In total, there were 38 victims in Idaho.  Of the 38, 8 were male and 30 were female. About 32% were deemed mentally ill and about 66% “mentally deficient,” with 1 of the 38 victims classified as “other.”

 

Period during which sterilizations occurred

Grapf of sterilizations in Idaho

The first sterilizations occurred in 1932 and continued in 1934. The law was dormant from 1935 until 1952, and then sterilizations continued until 1963 (Paul, pp. 334, 337). The rate of sterilization per year was below 1 per 100,000 per year during any period during which sterilizations occurred.

  

Passage of law(s)

In 1918, Idaho passed its first sterilization law, which applied only to institutionalized persons: “to prevent the procreation of the feeble-minded, insane, epileptic, moral degenerates, sexual perverts, who may be inmates of institutions maintained by public expense, by authorizing and providing for the sterilization of persons with inferior hereditary potentialities” (Laughlin, p. 48; Paul, p. 330). The act was vetoed by Governor D.R. Davis in 1919, who doubted its scientific merit (Paul, p. 330). 

 

In 1925, another act was passed that did not limit sterilization to those in institution, and its was compulsory (Paul, pp. 330-1; Landman, p. 84).  The 1925 law also created a State Eugenics Board, but the Board was abolished in 1955 and instead created a Eugenics Section as part of the Division of Mental Health of the State Board of Health (Paul, p. 331).

 

 In 1929, Idaho amended the law to include sterilization operations done either by vasectomy or salpingectomy (Landman, p. 85).

 

Groups identified in the law

The 1925 law was enacted to sterilize people such as “all feeble-minded, insane, epileptics, habitual criminals, moral degenerates, and sexual perverts, who are a menace to society” (Landman, p. 84).

 

Process of the law

All of the sterilization laws required consent. When consent to the sterilizations by the people themselves or by their legal guardians, kin, or friends was unattainable, the state could pursue the operation in the following way: the state eugenics board could appeal to the district court, which would try the issue and affirm or disaffirm the boards order. An appeal to the state supreme court was possible (Landman, p. 85; Paul, p. 331)

 

In general, Idaho sterilizations were few and far between for many reasons.

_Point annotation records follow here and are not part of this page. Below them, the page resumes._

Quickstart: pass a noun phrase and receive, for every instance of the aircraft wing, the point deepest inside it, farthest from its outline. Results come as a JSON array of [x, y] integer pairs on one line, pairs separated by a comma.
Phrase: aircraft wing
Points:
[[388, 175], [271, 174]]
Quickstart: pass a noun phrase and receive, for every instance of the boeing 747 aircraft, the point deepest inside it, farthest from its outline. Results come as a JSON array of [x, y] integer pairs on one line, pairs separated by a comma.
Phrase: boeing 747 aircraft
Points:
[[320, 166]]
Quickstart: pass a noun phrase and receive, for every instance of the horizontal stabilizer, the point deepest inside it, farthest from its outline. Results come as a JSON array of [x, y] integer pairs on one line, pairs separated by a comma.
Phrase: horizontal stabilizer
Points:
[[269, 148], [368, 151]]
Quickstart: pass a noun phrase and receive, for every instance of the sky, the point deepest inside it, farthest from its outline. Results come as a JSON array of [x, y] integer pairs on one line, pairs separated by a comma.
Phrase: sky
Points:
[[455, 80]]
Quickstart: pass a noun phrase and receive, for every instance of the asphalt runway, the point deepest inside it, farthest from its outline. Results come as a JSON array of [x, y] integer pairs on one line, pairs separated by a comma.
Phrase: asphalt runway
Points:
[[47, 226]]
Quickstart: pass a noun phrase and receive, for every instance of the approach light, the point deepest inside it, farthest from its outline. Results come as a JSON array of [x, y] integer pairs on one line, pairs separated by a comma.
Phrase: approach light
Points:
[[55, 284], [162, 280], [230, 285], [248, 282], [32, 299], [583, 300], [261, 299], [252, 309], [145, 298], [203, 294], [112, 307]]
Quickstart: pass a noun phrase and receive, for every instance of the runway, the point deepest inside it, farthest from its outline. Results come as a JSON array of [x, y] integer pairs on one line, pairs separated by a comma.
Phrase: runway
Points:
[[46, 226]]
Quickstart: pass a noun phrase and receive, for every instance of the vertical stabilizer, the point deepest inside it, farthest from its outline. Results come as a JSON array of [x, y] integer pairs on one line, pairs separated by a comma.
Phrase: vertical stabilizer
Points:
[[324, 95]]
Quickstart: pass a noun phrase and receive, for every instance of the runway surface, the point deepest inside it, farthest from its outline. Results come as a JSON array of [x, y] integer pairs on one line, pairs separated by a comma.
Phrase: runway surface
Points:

First of all, consent was very difficult to get.  Second, the state had a difficult time proving that the mentally incompetent person’s condition was heritable (which was required for sterilizations.)  Third, sterilization requests could only come from State Institutions, not from local doctors.  And finally, it was virtually impossible to prove that sterilizations were the best means for improving the mental state of those who were considered deficient (Paul, pp. 331-2).

 

Groups targeted and victimized

Most of the candidates for sterilizations were those that were living in institutions for the mentally retarded (Paul, p. 333.)

 

“Feeder institutions” and institutions where sterilizations were performed

Although one cannot be entirely sure, it is likely that sterilizations took place on residents of the Idaho Insane Asylum, the Idaho State Sanitarium and Northern Idaho State Sanitarium, which were all institutions mentioned in Idaho’s first bill (Laughlin, p. 48.) 

 

Bibliography

Landman, J. H. 1932. Human Sterilization: The History of the Sexual Sterilization Movement. New York: MacMillan.

 

Laughlin, Harry H. 1922. Eugenical Sterilization in the United States. Chicago: Municipal Court of Chicago.

 

Painter, George. 2001. “The Sensibilities of Our Forefathers: The History of Sodomy Laws in the United States: Delaware.” Available at http://www.glapn.org/sodomylaws/sensibilities/idaho.htm.

 

Paul, Julius. 1965. "'Three Generations of Imbeciles Are Enough': State Eugenic Sterilization Laws in American Thought and Practice." Washington, D.C.: Walter Reed Army Institute of Research.